第九話 Realで日常が崩壊した少年
電車の中にて。
ヴァミリヲンドラゴンの情報がネットを錯綜していた。
まとめ系速報にはReal初のイベントではないか?
GMの容姿がドラゴンを模していた情報があり、それは何かのために始まりの町へ姿を見せたのか?
シークレット賞を引き当てたマツキ某との関連性は?
レベルは幾らなのだろうか?
新たなアバター?
一つ、ここで掲示板に書き込まれた有益な情報を信頼し、ここに記す。
私はサブジョブに鑑定、メインにモンスターテイマーをやらせております。午後七時頃の話です。ボーエンのオープンテラスでガルヴァタイガーが酷く怯えているのに気づきました。東の方角を見ると、光に包み込まれた巨大な何かが見えます。私はこれを、鑑定しました。

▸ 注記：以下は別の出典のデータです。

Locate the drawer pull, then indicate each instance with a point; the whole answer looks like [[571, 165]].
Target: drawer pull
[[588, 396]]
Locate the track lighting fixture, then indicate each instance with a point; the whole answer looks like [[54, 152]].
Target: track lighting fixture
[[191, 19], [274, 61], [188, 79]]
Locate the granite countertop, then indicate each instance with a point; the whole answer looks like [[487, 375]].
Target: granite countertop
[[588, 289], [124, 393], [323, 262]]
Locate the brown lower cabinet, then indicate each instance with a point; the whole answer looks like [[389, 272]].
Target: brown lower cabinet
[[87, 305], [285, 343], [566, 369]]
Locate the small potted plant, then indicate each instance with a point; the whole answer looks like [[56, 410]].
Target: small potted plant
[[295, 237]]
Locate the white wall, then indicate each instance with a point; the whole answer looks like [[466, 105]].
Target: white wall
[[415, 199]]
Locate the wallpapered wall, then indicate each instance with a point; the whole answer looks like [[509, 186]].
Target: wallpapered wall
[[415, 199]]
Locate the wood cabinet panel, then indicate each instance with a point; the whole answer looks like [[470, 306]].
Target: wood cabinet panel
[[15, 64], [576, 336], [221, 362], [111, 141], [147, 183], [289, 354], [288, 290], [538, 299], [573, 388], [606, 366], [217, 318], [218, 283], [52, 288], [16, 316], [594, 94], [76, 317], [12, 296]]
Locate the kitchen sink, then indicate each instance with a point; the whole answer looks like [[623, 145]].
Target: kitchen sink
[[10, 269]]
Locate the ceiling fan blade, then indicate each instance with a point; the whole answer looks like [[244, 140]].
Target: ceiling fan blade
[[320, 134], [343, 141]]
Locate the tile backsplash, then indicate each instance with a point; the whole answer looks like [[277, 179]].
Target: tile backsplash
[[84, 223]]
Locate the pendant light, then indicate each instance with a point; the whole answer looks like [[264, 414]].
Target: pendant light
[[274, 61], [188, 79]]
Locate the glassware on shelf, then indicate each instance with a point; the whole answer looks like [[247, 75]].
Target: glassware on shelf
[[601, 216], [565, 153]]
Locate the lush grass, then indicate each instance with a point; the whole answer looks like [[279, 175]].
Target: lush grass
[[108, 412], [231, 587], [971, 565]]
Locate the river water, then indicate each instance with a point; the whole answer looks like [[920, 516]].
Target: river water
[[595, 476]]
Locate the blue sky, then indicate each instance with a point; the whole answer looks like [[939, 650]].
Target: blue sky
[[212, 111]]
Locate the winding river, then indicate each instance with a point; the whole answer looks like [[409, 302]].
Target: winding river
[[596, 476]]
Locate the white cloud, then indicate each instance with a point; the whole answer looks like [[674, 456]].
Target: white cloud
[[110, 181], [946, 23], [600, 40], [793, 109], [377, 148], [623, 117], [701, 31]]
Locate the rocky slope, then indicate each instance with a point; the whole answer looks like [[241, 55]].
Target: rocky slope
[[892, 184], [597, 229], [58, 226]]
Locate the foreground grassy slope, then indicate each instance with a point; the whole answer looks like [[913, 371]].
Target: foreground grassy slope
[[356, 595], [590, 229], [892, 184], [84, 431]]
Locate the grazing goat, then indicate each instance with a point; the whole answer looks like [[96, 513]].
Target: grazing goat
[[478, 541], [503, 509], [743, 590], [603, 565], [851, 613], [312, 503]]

レベルは99をオーバー。レアリティはシークレットレア以上。召還獣ではない。攻撃射程が100キロオーバー。属性、無と光。オーナー、シノノメ・マツキ。推定資産価値、測定不能。種族、ドラゴン。
名称、ヴァミリヲンドラゴン。ドラゴン百万匹の魂。
果たして、これは我々が歓迎すべき事柄なのでしょうか?ドラゴンですら現状一体しか所有されておらず、モンスター自体がレベルを99を突破しているというゲームバランスの崩壊。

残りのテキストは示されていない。